La tierra, además, se mueve: según el Observatorio de Sismicidad Inducida, un monitoreo independiente de investigadores de la UNCo y el CONICET, en 2025 Neuquén batió un récord con alrededor de cien sismos inducidos por la fractura, y dos estudios con revisión de pares hallaron una correlación superior al 99,99% entre las operaciones de fracking y los temblores. En Sauzal Bonito, la localidad más golpeada, varias familias debieron ser reubicadas por las grietas.

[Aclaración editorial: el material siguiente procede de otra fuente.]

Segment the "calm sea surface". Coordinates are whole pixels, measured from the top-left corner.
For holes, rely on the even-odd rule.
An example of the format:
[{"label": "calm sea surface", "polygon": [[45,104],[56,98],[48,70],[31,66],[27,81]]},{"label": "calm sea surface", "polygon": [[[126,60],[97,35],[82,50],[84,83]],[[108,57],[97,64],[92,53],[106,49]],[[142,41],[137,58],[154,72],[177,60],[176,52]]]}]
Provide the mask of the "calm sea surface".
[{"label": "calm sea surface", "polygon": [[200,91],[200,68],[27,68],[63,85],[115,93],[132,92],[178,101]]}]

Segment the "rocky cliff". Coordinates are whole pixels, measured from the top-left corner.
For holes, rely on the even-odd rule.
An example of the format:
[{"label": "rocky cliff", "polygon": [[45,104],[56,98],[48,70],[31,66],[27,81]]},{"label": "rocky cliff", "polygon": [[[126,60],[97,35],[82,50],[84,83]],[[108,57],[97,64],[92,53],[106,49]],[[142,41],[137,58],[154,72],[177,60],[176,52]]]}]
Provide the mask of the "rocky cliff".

Otros lugares, el mismo problema
Neuquén no es el primer territorio que enfrenta este tipo de paradojas. La literatura internacional utiliza el concepto de boomtown para describir ciudades cuyo crecimiento económico y demográfico ocurre más rápido que la capacidad estatal para planificar viviendas, escuelas, hospitales e infraestructura urbana. Casos como Williston, en Dakota del Norte (Estados Unidos), durante el auge del shale oil, registraron problemas similares: fuerte presión sobre el mercado inmobiliario, incremento del costo de vida, saturación de los servicios públicos y dificultades para consolidar comunidades estables en contextos de alta movilidad laboral. En Argentina, Comodoro Rivadavia atravesó procesos comparables durante distintos ciclos petroleros, con crecimiento desordenado, especulación inmobiliaria y una marcada desigualdad entre los salarios del sector petrolero y el resto de la economía.
Diversos especialistas coinciden en que los problemas no provienen únicamente de la actividad extractiva, sino de la ausencia de planificación. Por eso, sostienen que los gobiernos locales necesitan anticiparse al crecimiento mediante políticas de suelo, vivienda, infraestructura, transporte, salud y educación, además de mecanismos de coordinación entre municipios, provincias y empresas.